Synchronize pre-extracted embeddings

If embeddings are already computed outside FeatureStore, synchronize them directly without re-extraction. The source table must include a review_text_embedding field of type ARRAY<FLOAT>.

Create and populate the embedding table:

create table if not exists item_fea_review_text_embedding_debug_v1(
    item_id bigint COMMENT 'item_id'
    ,review_text_embedding array<float> COMMENT 'review_text_embedding'
)
COMMENT 'item_fea_review_text_embedding_debug_v1'
PARTITIONED BY (
    ds string COMMENT 'data timestamp'
)
LIFECYCLE 365
;

INSERT INTO TABLE item_fea_review_text_embedding_debug_v1 PARTITION (ds='20250509')  -- If it's a partitioned table, insert into the latest partition by default
VALUES (902, cast(array(1,2,3,4,5,6,7.0,8.1,9.0) as array<float>));  -- Adjust values according to actual field types

select *
from item_fea_review_text_embedding_debug_v1 where ds = '20250509';

Publish the pre-extracted embeddings to FeatureDB. Set 'transform': False in publish_config to skip LLM embedding extraction.

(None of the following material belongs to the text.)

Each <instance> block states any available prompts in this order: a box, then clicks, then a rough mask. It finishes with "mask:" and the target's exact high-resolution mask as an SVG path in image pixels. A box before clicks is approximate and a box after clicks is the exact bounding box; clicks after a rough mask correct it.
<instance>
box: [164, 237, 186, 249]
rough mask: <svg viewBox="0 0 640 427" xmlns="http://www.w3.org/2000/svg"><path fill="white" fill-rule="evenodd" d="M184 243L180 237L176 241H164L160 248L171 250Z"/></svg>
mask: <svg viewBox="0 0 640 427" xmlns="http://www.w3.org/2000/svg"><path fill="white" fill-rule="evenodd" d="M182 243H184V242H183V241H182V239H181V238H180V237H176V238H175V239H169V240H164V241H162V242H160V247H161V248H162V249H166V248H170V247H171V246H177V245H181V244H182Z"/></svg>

from feature_store_py.fs_client import FeatureStoreClient
import datetime
from feature_store_py.fs_datasource import MaxComputeDataSource
import sys
from odps.accounts import StsAccount

cur_day = args['dt']
print('cur_day = ', cur_day)

access_key_id = o.account.access_id
access_key_secret = o.account.secret_access_key
sts_token = None
endpoint = 'paifeaturestore-vpc.cn-beijing.aliyuncs.com'
if isinstance(o.account, StsAccount):
    sts_token = o.account.sts_token
fs = FeatureStoreClient(access_key_id=access_key_id, access_key_secret=access_key_secret, security_token=sts_token, endpoint=endpoint)
cur_project_name = 'fs_demo_featuredb'
project = fs.get_project(cur_project_name)

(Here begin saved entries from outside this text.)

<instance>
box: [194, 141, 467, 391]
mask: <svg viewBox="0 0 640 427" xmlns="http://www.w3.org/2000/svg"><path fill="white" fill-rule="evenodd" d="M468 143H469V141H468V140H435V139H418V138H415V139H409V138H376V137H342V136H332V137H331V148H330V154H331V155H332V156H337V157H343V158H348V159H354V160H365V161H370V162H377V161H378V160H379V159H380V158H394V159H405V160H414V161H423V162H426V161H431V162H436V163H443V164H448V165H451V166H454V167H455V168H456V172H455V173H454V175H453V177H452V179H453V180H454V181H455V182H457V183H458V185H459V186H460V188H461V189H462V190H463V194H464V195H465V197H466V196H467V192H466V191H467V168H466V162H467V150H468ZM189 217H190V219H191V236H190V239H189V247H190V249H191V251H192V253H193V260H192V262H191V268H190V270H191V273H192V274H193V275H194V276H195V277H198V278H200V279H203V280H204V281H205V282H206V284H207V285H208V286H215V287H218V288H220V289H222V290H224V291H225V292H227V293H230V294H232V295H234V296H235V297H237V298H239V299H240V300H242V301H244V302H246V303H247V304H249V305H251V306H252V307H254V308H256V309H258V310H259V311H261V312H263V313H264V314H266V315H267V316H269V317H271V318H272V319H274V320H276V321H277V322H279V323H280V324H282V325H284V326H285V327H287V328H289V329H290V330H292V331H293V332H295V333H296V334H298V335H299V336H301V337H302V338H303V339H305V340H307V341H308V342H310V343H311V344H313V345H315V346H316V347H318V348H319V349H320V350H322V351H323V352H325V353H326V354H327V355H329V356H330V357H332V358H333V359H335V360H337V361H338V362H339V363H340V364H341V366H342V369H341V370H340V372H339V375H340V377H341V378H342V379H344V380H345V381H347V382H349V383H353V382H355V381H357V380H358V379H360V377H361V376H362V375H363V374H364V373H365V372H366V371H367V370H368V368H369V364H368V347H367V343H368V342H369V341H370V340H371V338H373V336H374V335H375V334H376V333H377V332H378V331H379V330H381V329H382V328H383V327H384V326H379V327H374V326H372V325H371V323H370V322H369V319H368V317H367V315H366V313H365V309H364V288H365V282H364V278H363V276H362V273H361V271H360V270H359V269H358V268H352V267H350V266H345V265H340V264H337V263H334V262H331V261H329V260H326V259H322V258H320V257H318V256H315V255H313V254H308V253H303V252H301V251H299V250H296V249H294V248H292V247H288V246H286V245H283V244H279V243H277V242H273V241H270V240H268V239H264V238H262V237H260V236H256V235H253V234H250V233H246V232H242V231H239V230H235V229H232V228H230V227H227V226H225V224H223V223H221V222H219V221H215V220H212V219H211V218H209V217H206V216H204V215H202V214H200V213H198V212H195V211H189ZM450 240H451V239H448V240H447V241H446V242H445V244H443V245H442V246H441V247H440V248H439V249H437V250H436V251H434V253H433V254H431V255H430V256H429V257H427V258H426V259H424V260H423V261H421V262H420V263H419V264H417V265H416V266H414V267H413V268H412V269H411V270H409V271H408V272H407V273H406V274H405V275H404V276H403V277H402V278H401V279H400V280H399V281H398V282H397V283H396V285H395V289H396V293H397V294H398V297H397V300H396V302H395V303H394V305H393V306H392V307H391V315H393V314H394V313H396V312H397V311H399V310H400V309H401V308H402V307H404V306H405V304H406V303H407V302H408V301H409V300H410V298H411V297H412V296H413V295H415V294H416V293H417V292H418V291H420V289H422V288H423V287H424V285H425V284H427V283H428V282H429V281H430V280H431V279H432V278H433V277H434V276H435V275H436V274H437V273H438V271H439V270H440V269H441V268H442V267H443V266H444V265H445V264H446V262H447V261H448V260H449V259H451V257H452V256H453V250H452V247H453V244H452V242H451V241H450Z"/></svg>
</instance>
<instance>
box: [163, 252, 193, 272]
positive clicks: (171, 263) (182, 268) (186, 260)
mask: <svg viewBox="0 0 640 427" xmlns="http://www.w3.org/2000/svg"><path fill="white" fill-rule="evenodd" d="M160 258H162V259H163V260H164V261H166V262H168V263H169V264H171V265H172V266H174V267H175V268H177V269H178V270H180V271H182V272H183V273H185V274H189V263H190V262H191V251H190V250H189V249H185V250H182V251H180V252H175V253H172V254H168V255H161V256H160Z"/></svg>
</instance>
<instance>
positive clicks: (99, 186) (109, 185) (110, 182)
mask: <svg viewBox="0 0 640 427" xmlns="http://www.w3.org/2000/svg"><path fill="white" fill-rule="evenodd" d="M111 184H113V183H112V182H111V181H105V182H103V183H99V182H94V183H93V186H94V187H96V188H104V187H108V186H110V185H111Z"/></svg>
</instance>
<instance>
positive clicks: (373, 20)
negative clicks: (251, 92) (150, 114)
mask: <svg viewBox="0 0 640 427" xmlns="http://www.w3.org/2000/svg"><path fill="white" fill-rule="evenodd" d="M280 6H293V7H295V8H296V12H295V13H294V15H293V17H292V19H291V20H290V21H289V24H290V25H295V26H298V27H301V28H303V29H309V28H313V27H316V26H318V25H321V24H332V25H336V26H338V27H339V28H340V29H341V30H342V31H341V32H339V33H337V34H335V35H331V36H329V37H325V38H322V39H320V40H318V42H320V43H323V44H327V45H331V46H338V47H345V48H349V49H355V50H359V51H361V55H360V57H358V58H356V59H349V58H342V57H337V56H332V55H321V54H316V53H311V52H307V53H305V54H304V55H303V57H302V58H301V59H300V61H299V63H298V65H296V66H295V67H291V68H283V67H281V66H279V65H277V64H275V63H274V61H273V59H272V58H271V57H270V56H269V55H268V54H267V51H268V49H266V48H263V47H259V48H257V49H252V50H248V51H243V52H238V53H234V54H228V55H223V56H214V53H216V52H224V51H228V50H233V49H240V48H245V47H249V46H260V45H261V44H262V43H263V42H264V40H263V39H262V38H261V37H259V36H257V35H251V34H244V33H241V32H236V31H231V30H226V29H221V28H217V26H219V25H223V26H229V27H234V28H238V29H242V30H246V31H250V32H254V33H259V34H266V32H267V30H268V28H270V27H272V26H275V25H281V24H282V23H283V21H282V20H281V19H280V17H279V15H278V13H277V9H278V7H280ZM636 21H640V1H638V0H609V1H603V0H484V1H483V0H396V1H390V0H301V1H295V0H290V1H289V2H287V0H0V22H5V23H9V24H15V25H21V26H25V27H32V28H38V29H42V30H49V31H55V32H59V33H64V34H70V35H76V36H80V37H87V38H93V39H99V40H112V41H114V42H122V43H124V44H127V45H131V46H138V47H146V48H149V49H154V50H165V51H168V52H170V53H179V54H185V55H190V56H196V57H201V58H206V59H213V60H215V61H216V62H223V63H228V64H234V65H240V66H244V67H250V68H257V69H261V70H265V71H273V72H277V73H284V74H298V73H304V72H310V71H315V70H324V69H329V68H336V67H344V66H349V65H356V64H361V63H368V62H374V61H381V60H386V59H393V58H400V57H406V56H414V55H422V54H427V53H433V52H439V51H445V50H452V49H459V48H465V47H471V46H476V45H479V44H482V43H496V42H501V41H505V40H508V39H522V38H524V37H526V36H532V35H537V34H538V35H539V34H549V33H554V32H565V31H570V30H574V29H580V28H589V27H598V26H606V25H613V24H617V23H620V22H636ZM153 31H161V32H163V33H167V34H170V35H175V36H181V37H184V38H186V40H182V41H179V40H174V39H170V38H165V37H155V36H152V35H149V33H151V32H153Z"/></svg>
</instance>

feature_view_name = 'item_fea_embedding_debug_v1'
batch_feature_view = project.get_feature_view(feature_view_name)
task = batch_feature_view.publish_table(partitions={'ds':cur_day}, mode='Merge', offline_to_online=True, publish_config={'offline_datasource_id':19, 'table_name': 'item_fea_review_text_embedding_debug_v1', 'transform': False})
task.wait()
task.print_summary()

Export training samples

Create model features -- Define model features combining embeddings with other views. See Configure FeatureStore projects.
Export training samples -- Export labeled training data including embedding features. See Export a training dataset and train a model.
Configure Feature Generator and training -- Use create_fg_json script in TorchEasyRec to generate fg.json from config. See Configure Feature Generator and training. For embedding features, see TorchEasyRec features.

Deploy model

Deploy EAS services -- Deploy trained model as online inference service through EAS. See Create and deploy EAS model services.
Configure PAI-Rec engine -- Connect deployed model to PAI-Rec recommendation engine. See Configure PAI-REC.